Love: What does it mean?

Love.

It’s what every religion claims to strive for, aid, and abet. It is almost universally recognized as the highest personal virtue, the ultimate goal. It’s what most religions cite as the reason for their actions.

Love.

For what we see as one word, the Greeks used four: “agape” to refer to perfect and complete love, “phileos” for affection and fondness, “eros” for romantic love, and “stergos” for parental love.

Love.

How quickly we deviate from it in our religions. How quickly it becomes un-important. How quickly “love” can become a matter of control – “I can’t let you do this because I love you,” “I can’t let you do this because I love them.”

The Torah sets down strict laws related to the punishment of unauthorized sexuality, stating that their purpose is ultimately loving – “thus shall you keep evil away from yourselves.”

C.S. Lewis once wrote that it is, in fact, a community’s duty to ensure that its members are in “good internal order,” because “a ship that goes astray can be dangerous to the whole fleet.”

The Qu’ran states that God is loving – but also that He has the right to do anything he wishes to the humans he made. This same mentality seems to be reflected in the Torah and the Bible, where the story of Job tells us that God is still considered virtuous after committing many murders in order to test one man’s faith.

Every culture, every religion, has its laws for a reason. In many cultures, religions were once tribal, and so religious differences were an extremely serious matter: if you followed a different tribe’s god, there was a real likelihood that you would be motivated to sabotage the well-being of your own tribe.

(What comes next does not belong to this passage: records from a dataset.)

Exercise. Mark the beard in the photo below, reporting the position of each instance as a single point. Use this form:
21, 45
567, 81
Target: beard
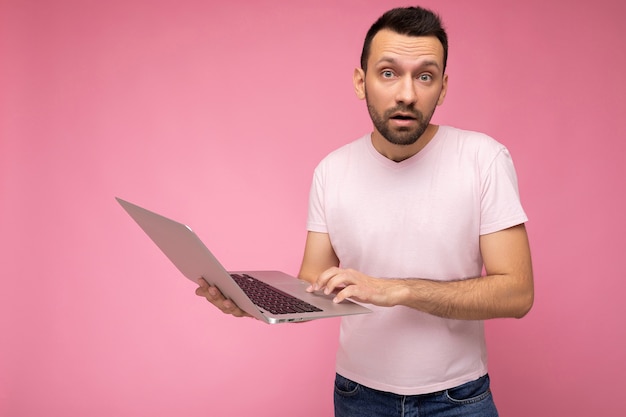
401, 135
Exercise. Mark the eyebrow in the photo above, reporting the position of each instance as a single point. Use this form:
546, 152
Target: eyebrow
425, 63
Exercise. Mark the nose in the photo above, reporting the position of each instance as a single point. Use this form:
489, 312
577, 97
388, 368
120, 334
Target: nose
406, 91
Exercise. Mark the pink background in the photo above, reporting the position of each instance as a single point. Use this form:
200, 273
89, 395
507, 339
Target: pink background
215, 113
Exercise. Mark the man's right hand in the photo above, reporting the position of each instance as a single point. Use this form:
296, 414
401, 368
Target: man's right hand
215, 297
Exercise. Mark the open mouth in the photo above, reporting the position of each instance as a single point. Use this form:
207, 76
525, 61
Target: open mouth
403, 116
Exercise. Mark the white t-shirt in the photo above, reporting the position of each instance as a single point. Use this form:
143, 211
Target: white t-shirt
419, 218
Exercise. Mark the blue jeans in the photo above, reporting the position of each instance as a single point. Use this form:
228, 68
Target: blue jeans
470, 399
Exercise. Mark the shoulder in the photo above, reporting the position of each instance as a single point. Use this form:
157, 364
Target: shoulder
471, 144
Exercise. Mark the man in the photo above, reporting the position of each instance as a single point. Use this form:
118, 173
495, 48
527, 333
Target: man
404, 219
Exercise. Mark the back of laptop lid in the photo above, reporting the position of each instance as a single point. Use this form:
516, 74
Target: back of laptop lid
187, 252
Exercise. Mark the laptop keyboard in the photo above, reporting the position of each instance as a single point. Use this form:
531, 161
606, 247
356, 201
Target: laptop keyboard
270, 298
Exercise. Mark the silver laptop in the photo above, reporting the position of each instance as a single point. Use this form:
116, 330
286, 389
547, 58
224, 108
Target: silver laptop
270, 296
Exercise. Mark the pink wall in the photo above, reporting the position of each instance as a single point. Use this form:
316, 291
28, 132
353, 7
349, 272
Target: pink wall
196, 108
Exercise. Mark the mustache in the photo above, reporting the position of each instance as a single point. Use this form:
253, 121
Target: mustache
401, 108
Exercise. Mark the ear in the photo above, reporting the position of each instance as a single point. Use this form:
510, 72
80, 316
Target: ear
444, 90
358, 78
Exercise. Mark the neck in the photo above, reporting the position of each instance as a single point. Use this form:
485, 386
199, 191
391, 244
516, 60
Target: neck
399, 153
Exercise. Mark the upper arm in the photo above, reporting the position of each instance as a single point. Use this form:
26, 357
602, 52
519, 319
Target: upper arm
506, 254
319, 255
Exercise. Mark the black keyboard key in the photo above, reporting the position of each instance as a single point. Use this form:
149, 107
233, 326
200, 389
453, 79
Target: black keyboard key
270, 298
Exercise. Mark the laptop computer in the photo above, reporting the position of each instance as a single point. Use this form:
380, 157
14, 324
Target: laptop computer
270, 296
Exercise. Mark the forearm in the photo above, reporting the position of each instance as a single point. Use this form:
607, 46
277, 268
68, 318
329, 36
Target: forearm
479, 298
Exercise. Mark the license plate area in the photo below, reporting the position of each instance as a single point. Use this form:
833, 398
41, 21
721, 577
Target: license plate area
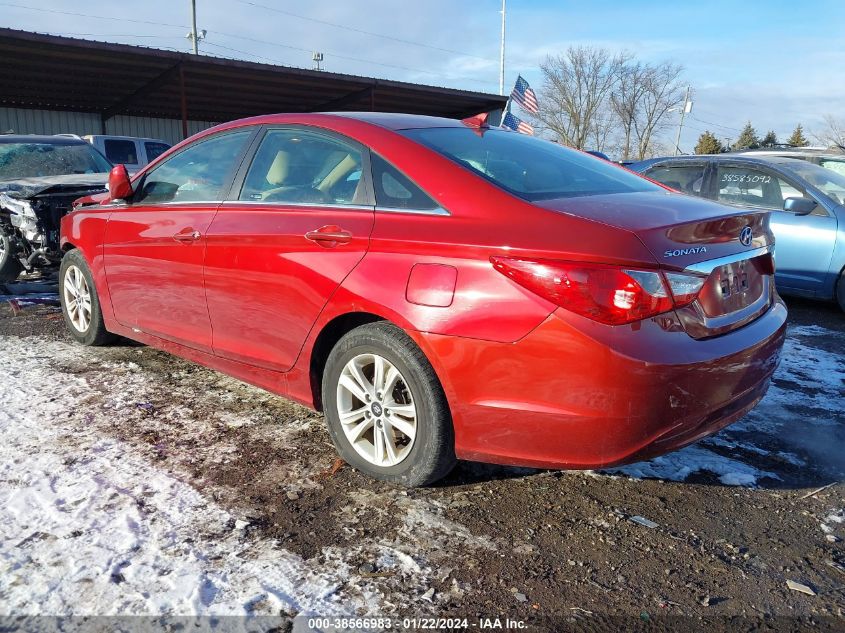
733, 280
732, 287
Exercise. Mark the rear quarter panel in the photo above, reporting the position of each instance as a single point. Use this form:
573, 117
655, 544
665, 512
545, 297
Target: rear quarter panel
85, 229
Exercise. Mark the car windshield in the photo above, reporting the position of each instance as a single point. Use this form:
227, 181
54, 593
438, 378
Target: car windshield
834, 164
33, 160
527, 167
827, 180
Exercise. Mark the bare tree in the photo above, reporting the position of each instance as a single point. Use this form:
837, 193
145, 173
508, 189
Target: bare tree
625, 101
593, 98
576, 87
833, 134
661, 93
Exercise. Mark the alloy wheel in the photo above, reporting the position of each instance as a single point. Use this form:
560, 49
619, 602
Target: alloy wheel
77, 296
376, 410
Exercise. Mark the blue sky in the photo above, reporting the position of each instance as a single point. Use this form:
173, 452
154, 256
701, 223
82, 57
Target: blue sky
773, 62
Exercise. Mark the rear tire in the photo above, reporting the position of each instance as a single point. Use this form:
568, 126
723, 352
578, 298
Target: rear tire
80, 303
396, 425
10, 265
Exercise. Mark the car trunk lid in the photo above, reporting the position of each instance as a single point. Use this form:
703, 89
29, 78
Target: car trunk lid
729, 249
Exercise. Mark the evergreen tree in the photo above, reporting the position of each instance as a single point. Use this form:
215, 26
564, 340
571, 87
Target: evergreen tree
798, 139
708, 144
747, 138
770, 139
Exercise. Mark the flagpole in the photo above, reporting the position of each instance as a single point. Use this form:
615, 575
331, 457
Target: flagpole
502, 55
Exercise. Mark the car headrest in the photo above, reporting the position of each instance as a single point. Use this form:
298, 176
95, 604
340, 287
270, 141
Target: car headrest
279, 169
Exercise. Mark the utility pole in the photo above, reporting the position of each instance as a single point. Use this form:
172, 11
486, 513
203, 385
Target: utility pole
687, 107
502, 55
193, 34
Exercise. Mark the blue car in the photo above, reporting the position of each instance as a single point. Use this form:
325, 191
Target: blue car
807, 203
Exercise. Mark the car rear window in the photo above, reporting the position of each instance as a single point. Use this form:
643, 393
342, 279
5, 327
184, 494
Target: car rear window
32, 160
528, 167
121, 152
154, 150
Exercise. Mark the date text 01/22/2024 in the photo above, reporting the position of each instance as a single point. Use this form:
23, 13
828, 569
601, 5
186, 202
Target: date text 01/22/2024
415, 624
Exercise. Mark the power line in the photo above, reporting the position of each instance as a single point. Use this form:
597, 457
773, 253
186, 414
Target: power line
241, 37
726, 127
362, 31
346, 57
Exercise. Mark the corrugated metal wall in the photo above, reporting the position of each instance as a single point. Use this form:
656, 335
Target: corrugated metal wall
24, 121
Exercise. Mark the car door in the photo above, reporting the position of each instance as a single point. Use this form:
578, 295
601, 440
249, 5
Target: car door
804, 243
687, 176
154, 245
298, 221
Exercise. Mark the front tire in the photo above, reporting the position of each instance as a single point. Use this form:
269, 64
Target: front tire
10, 266
386, 410
80, 303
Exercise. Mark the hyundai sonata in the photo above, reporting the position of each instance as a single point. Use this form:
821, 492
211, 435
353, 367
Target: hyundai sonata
439, 289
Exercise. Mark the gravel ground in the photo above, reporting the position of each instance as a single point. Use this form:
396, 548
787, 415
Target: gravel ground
133, 482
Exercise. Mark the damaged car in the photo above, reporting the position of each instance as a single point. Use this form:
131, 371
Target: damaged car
40, 177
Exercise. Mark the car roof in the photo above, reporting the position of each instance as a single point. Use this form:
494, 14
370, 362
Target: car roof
117, 137
790, 153
42, 139
398, 121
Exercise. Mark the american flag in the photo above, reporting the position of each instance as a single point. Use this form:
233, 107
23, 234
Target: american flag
515, 123
524, 96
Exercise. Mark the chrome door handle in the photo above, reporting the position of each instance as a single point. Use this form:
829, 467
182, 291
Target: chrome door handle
329, 236
187, 237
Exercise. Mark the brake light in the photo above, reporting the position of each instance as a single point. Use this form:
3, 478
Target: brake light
609, 294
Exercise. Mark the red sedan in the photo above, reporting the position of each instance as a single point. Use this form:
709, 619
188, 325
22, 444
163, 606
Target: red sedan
438, 289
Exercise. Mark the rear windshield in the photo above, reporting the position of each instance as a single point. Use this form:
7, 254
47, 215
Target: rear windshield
828, 180
30, 160
528, 167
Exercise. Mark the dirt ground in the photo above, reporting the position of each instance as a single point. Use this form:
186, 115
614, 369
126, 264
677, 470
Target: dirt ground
548, 548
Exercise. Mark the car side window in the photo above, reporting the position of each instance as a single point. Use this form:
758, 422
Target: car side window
121, 151
684, 178
297, 166
394, 190
746, 186
154, 150
196, 174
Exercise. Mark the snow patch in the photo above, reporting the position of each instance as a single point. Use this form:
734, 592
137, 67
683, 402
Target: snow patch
90, 527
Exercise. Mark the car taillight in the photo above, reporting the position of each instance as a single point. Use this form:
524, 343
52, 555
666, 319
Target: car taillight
684, 287
609, 294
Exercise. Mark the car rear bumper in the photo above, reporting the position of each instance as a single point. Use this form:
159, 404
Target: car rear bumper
577, 394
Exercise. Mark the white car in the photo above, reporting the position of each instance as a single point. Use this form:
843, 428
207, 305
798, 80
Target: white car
131, 151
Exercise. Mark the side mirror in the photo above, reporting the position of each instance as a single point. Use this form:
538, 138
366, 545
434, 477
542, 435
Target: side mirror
799, 206
119, 186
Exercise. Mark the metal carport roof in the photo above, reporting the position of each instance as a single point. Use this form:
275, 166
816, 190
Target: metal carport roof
62, 73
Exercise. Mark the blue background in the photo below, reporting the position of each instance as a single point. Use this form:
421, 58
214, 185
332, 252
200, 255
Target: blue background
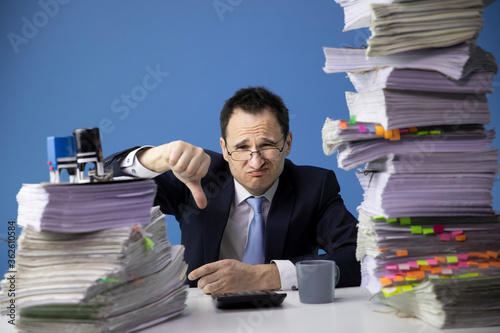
75, 67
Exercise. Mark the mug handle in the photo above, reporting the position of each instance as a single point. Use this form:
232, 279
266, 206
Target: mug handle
337, 274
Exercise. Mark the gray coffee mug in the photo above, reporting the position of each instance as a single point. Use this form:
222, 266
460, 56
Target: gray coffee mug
317, 280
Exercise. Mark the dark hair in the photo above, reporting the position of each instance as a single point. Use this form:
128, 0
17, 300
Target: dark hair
254, 100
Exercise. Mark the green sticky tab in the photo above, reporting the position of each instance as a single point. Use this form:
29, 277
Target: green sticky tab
352, 120
428, 231
452, 259
416, 229
149, 243
405, 220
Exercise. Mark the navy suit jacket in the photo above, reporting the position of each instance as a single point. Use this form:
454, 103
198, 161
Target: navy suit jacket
307, 214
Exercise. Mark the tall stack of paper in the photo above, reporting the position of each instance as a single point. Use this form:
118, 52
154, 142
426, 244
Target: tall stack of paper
100, 271
428, 238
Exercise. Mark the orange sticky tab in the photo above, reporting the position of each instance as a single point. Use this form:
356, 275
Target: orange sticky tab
492, 254
436, 270
385, 281
416, 275
379, 130
388, 135
402, 253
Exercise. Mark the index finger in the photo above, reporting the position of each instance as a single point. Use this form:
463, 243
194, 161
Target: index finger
202, 271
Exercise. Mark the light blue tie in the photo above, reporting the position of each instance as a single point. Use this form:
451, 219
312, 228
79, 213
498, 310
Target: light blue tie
255, 251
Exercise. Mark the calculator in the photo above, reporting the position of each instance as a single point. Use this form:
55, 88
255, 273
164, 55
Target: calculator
248, 299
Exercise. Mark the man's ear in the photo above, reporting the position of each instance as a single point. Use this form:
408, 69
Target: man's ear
223, 148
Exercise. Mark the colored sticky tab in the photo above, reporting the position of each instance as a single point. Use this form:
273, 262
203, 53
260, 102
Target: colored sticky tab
405, 220
416, 229
404, 267
399, 278
385, 281
406, 288
413, 264
445, 237
149, 243
432, 261
391, 291
395, 135
451, 259
436, 270
492, 254
379, 130
438, 228
402, 253
428, 231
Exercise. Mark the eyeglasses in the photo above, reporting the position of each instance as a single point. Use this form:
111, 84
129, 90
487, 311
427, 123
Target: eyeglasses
265, 153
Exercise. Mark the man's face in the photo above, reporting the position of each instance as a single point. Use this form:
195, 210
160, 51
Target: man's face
255, 132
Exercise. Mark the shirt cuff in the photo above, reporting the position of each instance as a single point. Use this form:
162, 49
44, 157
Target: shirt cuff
131, 165
288, 274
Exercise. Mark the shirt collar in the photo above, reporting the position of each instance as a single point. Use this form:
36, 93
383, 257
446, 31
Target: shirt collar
241, 194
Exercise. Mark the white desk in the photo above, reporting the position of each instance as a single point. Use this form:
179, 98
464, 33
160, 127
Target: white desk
352, 311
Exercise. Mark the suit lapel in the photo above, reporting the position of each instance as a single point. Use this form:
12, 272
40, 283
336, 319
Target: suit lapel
220, 197
279, 218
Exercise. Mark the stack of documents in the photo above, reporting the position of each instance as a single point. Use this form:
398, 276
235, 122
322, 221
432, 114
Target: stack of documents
115, 276
428, 236
71, 207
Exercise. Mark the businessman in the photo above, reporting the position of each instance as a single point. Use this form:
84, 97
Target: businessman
248, 214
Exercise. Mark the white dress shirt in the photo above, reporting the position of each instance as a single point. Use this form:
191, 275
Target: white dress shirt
234, 239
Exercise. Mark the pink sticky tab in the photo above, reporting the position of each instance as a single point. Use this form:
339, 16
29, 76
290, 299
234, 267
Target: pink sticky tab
445, 237
413, 264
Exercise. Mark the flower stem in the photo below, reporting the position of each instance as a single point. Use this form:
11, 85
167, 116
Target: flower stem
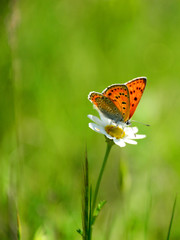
108, 148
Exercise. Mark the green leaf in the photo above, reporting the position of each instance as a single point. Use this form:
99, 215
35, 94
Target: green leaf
80, 232
172, 216
97, 210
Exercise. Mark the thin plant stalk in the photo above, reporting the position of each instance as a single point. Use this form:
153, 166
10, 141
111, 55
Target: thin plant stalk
108, 149
172, 216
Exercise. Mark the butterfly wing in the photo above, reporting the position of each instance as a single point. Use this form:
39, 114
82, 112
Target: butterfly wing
119, 95
136, 88
105, 106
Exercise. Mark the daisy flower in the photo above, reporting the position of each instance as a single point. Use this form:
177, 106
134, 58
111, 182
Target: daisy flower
120, 133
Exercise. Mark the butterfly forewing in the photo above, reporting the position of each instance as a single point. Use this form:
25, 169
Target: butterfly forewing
136, 88
119, 95
105, 106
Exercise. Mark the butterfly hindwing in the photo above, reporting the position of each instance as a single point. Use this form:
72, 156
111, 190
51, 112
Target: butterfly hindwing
106, 106
136, 88
119, 95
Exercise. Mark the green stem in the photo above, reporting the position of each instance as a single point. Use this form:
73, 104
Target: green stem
108, 148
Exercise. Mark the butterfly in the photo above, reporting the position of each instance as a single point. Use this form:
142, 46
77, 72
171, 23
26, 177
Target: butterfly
119, 101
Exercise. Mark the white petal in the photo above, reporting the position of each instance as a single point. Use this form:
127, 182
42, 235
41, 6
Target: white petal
120, 142
97, 128
95, 119
135, 129
105, 120
130, 141
139, 136
130, 131
135, 136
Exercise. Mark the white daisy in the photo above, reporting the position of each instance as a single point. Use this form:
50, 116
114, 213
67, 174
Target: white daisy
120, 133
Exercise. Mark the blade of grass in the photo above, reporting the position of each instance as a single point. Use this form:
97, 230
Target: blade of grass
172, 217
90, 214
85, 202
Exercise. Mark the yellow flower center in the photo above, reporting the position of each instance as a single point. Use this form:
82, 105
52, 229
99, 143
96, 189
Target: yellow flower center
115, 131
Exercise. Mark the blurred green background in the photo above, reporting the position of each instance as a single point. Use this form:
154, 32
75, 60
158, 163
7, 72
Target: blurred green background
52, 54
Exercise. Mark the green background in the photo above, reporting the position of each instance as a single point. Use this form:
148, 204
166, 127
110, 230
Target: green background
52, 54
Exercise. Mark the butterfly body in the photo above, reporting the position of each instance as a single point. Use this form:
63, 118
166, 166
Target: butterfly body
119, 101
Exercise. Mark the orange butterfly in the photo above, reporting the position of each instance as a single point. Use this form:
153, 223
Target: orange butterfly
119, 101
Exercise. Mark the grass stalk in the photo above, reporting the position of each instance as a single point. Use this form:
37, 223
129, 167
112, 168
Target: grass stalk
172, 217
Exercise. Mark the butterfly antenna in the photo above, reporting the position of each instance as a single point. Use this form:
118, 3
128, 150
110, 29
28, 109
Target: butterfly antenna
147, 125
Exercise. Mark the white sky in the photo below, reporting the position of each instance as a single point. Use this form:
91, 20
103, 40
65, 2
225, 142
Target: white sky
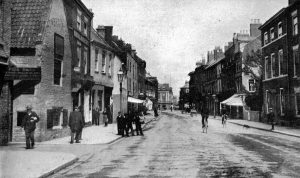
171, 35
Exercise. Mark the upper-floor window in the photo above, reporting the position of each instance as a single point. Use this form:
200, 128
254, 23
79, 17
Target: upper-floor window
267, 68
296, 61
96, 60
272, 34
279, 29
282, 63
85, 59
79, 21
266, 40
58, 59
110, 65
295, 22
85, 26
275, 66
78, 54
251, 85
103, 61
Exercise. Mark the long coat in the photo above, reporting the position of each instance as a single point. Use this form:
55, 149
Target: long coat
29, 121
76, 121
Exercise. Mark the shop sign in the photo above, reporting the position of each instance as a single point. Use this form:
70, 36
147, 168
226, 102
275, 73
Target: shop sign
23, 74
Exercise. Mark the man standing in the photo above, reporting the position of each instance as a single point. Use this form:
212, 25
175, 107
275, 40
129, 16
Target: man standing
120, 119
76, 124
271, 118
29, 124
138, 124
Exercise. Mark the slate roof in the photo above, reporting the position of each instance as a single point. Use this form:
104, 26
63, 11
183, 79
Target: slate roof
27, 20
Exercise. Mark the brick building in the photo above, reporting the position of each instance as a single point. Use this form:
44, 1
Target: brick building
79, 22
102, 69
5, 85
40, 41
280, 53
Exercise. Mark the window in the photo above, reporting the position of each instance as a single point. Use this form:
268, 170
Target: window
58, 58
295, 23
275, 66
296, 61
297, 103
100, 102
281, 101
279, 29
79, 13
96, 60
85, 58
57, 71
272, 34
109, 65
267, 100
266, 40
267, 68
20, 116
85, 26
78, 55
251, 85
282, 66
103, 61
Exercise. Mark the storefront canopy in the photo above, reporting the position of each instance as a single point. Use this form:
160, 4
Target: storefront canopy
134, 100
234, 100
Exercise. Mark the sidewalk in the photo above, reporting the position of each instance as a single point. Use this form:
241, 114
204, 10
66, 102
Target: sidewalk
266, 127
30, 163
16, 162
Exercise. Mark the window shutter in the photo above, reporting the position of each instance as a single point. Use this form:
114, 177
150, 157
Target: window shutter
49, 119
65, 118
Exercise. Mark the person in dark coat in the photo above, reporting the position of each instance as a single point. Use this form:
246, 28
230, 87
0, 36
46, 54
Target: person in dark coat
120, 119
138, 124
204, 114
29, 124
76, 124
95, 116
130, 120
271, 118
126, 124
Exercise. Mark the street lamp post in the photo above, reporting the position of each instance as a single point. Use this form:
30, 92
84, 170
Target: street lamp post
120, 79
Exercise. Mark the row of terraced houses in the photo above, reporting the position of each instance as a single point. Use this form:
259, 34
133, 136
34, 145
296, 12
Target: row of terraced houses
255, 72
52, 58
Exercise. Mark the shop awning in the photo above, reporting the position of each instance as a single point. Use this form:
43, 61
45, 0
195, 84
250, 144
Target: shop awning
234, 100
134, 100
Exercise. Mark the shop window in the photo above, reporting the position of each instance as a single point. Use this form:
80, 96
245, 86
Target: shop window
296, 61
20, 116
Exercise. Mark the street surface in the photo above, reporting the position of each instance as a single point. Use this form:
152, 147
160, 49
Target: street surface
174, 146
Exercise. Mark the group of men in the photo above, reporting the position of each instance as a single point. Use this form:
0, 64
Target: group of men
125, 123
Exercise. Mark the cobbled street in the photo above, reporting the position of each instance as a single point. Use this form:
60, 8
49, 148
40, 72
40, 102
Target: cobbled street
174, 146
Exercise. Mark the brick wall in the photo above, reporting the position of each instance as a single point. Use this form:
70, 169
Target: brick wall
47, 95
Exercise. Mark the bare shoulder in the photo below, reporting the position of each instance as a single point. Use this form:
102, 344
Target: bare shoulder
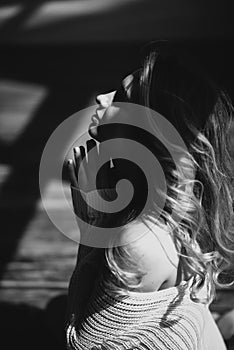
153, 251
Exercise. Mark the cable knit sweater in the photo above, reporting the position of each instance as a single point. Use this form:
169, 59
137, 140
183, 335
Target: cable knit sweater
162, 320
165, 319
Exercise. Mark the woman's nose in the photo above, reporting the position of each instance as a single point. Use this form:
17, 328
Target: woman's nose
105, 100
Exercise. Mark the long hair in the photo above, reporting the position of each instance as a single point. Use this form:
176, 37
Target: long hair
202, 227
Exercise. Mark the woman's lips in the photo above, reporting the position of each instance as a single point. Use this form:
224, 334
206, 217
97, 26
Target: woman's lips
95, 119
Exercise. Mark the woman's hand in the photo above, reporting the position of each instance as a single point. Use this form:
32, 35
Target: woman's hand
83, 170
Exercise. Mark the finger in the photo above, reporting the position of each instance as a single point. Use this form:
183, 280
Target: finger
71, 173
92, 153
80, 169
104, 178
78, 160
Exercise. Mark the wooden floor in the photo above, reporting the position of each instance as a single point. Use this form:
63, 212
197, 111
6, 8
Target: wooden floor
41, 88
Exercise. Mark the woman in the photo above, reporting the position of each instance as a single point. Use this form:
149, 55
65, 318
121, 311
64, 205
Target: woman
152, 290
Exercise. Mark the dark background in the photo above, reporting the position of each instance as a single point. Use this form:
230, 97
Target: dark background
55, 56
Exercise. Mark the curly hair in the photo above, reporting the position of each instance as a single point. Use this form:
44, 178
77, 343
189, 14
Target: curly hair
198, 203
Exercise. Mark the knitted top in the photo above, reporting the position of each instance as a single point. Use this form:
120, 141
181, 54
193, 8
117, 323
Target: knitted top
162, 320
165, 319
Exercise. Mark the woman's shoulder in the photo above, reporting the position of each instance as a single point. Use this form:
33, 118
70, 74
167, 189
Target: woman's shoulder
152, 250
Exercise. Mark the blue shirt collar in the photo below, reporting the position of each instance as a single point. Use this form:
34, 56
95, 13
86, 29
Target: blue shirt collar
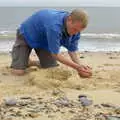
64, 31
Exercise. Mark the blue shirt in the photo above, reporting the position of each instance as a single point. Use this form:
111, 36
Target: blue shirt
46, 29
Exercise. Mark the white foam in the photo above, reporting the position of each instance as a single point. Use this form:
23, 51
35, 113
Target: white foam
101, 35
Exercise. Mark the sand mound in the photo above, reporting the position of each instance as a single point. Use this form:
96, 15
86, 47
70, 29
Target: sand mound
68, 78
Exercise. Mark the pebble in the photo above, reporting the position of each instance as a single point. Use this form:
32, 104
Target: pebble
85, 101
10, 101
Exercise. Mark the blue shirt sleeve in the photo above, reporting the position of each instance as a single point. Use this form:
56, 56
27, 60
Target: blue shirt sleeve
73, 45
53, 37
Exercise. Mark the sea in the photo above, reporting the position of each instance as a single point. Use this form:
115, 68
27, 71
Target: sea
102, 33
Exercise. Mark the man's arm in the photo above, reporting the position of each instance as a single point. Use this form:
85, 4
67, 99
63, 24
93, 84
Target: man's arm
74, 57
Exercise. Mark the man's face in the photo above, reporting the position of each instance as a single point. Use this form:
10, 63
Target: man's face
73, 27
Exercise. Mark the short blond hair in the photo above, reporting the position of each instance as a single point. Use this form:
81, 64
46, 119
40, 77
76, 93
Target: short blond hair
80, 15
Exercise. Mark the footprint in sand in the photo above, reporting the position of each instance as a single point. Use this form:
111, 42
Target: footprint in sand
59, 74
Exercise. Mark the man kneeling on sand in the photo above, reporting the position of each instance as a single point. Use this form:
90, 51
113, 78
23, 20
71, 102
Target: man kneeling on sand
45, 32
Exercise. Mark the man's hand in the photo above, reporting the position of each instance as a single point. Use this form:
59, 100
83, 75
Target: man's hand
84, 71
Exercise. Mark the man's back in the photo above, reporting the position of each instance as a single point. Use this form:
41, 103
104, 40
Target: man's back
36, 27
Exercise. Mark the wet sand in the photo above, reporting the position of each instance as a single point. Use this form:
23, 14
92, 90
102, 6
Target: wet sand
45, 86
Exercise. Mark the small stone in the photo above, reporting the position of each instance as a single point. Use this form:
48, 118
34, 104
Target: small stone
33, 115
85, 101
82, 57
10, 101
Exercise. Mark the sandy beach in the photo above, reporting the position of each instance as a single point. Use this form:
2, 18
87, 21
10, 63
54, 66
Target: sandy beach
37, 95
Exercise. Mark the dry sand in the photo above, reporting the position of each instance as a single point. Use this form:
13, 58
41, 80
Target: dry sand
102, 87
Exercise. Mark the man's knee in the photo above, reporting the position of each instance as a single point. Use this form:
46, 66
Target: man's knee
18, 72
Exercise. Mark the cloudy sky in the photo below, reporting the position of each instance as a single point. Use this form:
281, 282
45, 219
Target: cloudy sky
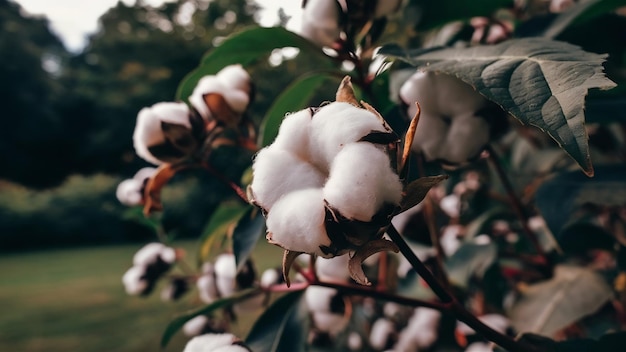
73, 20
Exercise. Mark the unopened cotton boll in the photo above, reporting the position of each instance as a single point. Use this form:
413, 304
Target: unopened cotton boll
335, 125
296, 222
278, 172
195, 326
320, 22
293, 135
210, 342
148, 130
360, 195
382, 333
333, 269
133, 280
128, 192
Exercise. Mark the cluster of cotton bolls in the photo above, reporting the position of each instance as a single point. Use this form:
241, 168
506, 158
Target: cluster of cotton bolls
130, 192
456, 121
321, 174
216, 343
150, 263
323, 21
170, 132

Even more recently, religions were used for political power. The entire reason for the persecution of Christianity in the Roman empire was that Christianity represented a threat to the divinity of the Roman emperor, which was an essential part of the glue holding that sprawling, mostly-religious empire together.

Time was, women and children were property; your tribe lived or died on the backs of your warriors, and women were how you made warriors.  You lived or died on the resources of your land, and inheritance and war were the two ways you acquired land. From this stems the gender heirarchy and obsession with sexual purity found in the Abrahamic faiths.

Similar trends can be found in cultures around the world; the Vikings’ intricate fealty system served their own purposes, and is reflected in their mythology; the Roman’s taboos (or lack thereof) reflect, among other things, their geographic surroundings and technological limitations.

So how are we to interpret what is “loving” in a world with thousands of conflicting prescriptions for what that means?

I would propose an evidence-based approach: can you demonstrate evidence of harm occurring in the modern world when your taboo is not followed?

But, of course, in practice, love comes down to an internal mental state; a personal practice.

But perhaps we should be clear on what can and cannot be justified by “love” from an empirical standpoint.